Tebliğnamede, polis Kuş’un gruba müdahale eden ekipte yer aldığı, zırhlı araçta bulunduğu, aracın 15 santimetre çapındaki penceresinden biber gazı atışı yaptığı, araç ile Cömert’in yaralandığı nokta arasında 36 metre bulunduğu anlatılarak şöyle devam edildi: “Gaz tüfeğinin yiv ve setinin bulunmadığı, istenilse bile hedefe doğrudan değil savrularak gittiği, hedefin tutturulma olasılığının çok düşük olduğu, zaten bu tip araçların belli bir hedefi vurmak amacıyla değil bir hedefin yakınlarına atılmak suretiyle ortaya çıkan gazdan etkilenen insanların ortamdan uzaklaştırılması amacıyla kullanıldığı, sanığın amirlerinden aldığı emir gereğince görevini icra ettiği tespit edilmiştir.”

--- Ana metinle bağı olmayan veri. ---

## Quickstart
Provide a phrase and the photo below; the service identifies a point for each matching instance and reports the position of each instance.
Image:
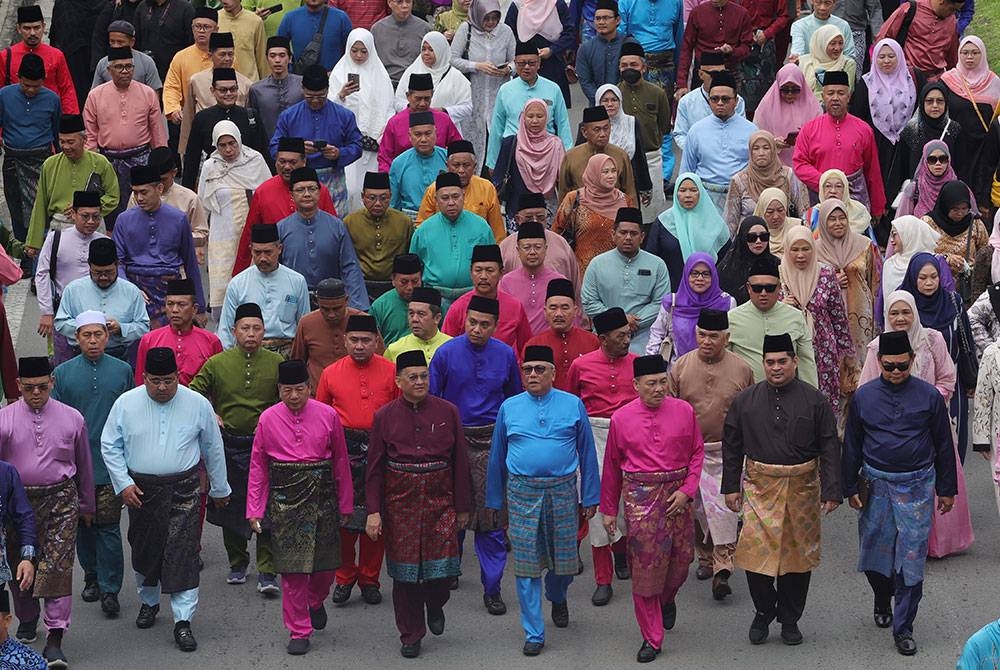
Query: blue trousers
(529, 595)
(100, 551)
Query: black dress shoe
(669, 613)
(602, 595)
(91, 593)
(647, 653)
(790, 634)
(410, 650)
(533, 648)
(184, 637)
(560, 614)
(147, 616)
(494, 604)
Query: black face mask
(631, 76)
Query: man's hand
(132, 496)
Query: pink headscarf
(538, 155)
(891, 97)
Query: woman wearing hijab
(528, 161)
(480, 45)
(690, 225)
(858, 266)
(750, 242)
(548, 26)
(826, 53)
(764, 170)
(370, 98)
(227, 182)
(973, 95)
(586, 216)
(784, 109)
(452, 91)
(812, 287)
(930, 122)
(672, 334)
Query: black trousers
(786, 602)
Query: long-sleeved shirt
(153, 438)
(191, 349)
(120, 119)
(57, 76)
(899, 428)
(445, 247)
(29, 123)
(157, 243)
(299, 26)
(320, 247)
(396, 136)
(847, 144)
(430, 430)
(510, 102)
(240, 385)
(603, 384)
(60, 178)
(357, 391)
(91, 387)
(271, 202)
(48, 445)
(648, 439)
(785, 425)
(542, 436)
(717, 149)
(513, 328)
(71, 264)
(475, 379)
(282, 295)
(709, 27)
(122, 301)
(312, 434)
(748, 326)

‘SONRAKİ EYLEMLERE MÜDAHALEYİ ETKİLER’
Kuş’un göstericileri hedef alacak şekilde kasten hareket ettiği yönünde kanıt bulunmadığı savunularak, kararın bundan sonraki eylemlere müdahaleyi de etkileyebileceği vurgulandı: “Aksinin kabulü halinde toplumsal olaylara müdahalelerde grubun dağıtılması amacıyla gaz tüfeğiyle yapılan her atış sonrası görevlilerin hayata veya vücut dokunulmazlığına karşı kasten işlenen suçlar veya bu suçlara teşebbüs sebebiyle sorumlu tutulması gibi garip bir durumun ortaya çıkacağı kabul edilmelidir.”

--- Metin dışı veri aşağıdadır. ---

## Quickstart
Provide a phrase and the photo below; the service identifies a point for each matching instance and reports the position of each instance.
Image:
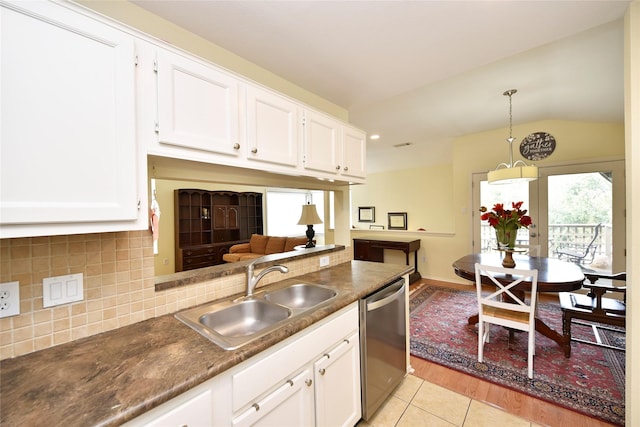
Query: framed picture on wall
(367, 214)
(397, 220)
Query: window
(283, 212)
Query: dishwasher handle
(395, 289)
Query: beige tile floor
(420, 403)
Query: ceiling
(426, 72)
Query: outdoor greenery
(573, 199)
(580, 199)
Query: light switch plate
(62, 290)
(9, 299)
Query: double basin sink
(234, 323)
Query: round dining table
(553, 276)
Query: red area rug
(590, 382)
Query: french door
(567, 204)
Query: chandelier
(507, 173)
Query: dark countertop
(110, 378)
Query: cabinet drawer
(250, 383)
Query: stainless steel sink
(300, 295)
(234, 323)
(231, 324)
(244, 318)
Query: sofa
(260, 245)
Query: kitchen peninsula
(111, 378)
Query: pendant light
(507, 173)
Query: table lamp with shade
(309, 217)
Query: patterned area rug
(590, 382)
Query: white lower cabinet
(189, 411)
(310, 379)
(337, 385)
(290, 404)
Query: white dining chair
(505, 306)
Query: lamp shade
(513, 174)
(309, 215)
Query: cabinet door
(68, 148)
(194, 412)
(197, 105)
(321, 143)
(337, 385)
(226, 217)
(291, 404)
(354, 152)
(272, 128)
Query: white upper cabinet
(197, 105)
(354, 152)
(69, 162)
(321, 143)
(272, 127)
(334, 148)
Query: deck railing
(574, 236)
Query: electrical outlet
(9, 299)
(62, 290)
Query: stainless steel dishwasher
(383, 347)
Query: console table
(372, 249)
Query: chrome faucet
(252, 281)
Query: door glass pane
(505, 194)
(580, 219)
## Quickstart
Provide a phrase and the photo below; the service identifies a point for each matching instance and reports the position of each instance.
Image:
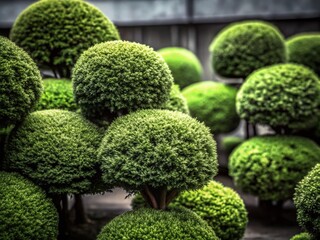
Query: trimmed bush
(284, 96)
(214, 104)
(56, 149)
(271, 166)
(243, 47)
(55, 32)
(25, 211)
(150, 224)
(20, 83)
(118, 77)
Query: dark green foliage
(284, 96)
(25, 211)
(118, 77)
(20, 83)
(56, 32)
(184, 65)
(242, 47)
(56, 149)
(150, 224)
(271, 166)
(214, 104)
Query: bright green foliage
(271, 166)
(242, 47)
(150, 224)
(284, 96)
(118, 77)
(25, 211)
(305, 49)
(214, 104)
(56, 149)
(56, 32)
(20, 83)
(184, 65)
(58, 94)
(306, 200)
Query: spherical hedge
(25, 211)
(118, 77)
(20, 83)
(214, 104)
(56, 149)
(271, 166)
(55, 32)
(243, 47)
(184, 65)
(306, 200)
(281, 96)
(150, 224)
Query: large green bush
(214, 104)
(20, 83)
(25, 211)
(56, 32)
(271, 166)
(150, 224)
(243, 47)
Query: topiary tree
(214, 104)
(158, 153)
(56, 32)
(25, 211)
(149, 224)
(243, 47)
(184, 65)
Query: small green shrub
(25, 211)
(214, 104)
(242, 47)
(271, 166)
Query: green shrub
(56, 32)
(284, 96)
(307, 202)
(242, 47)
(20, 83)
(150, 224)
(214, 104)
(271, 166)
(118, 77)
(56, 149)
(25, 211)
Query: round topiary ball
(270, 166)
(184, 65)
(214, 104)
(284, 96)
(150, 224)
(55, 32)
(57, 150)
(20, 83)
(118, 77)
(25, 211)
(243, 47)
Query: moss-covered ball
(115, 78)
(243, 47)
(306, 200)
(271, 166)
(184, 65)
(214, 104)
(150, 224)
(284, 96)
(56, 32)
(305, 49)
(25, 211)
(20, 83)
(56, 149)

Polis memuru Kuş’un gaz tüfeğini ateşlerken ‘Ne olursa olsun’ düşüncesiyle, meydana gelen sonuca karşı kayıtsız kaldığına dair bir delil olmadığı belirtildi. Polisin gaz tüfeği kullanma konusunda eğitim aldığı kaydedilerek, “Sanığın bu konudaki yeteneğine veya çevresel faktörlere güvenerek isabet etmeyeceği inancıyla neticeyi istemeyerek ateşlemesi sonucu gaz fişeğinin Cömert’e isabet ederek ölümüne sebep olduğu” savunuldu. Bu nedenle kararın bozularak, bilinçli taksirle ölüme sebebiyet vermek suçundan daha az ceza verilmesi istendi. Tebliğname Yargıtay’ın ilgili dairesine gönderildi.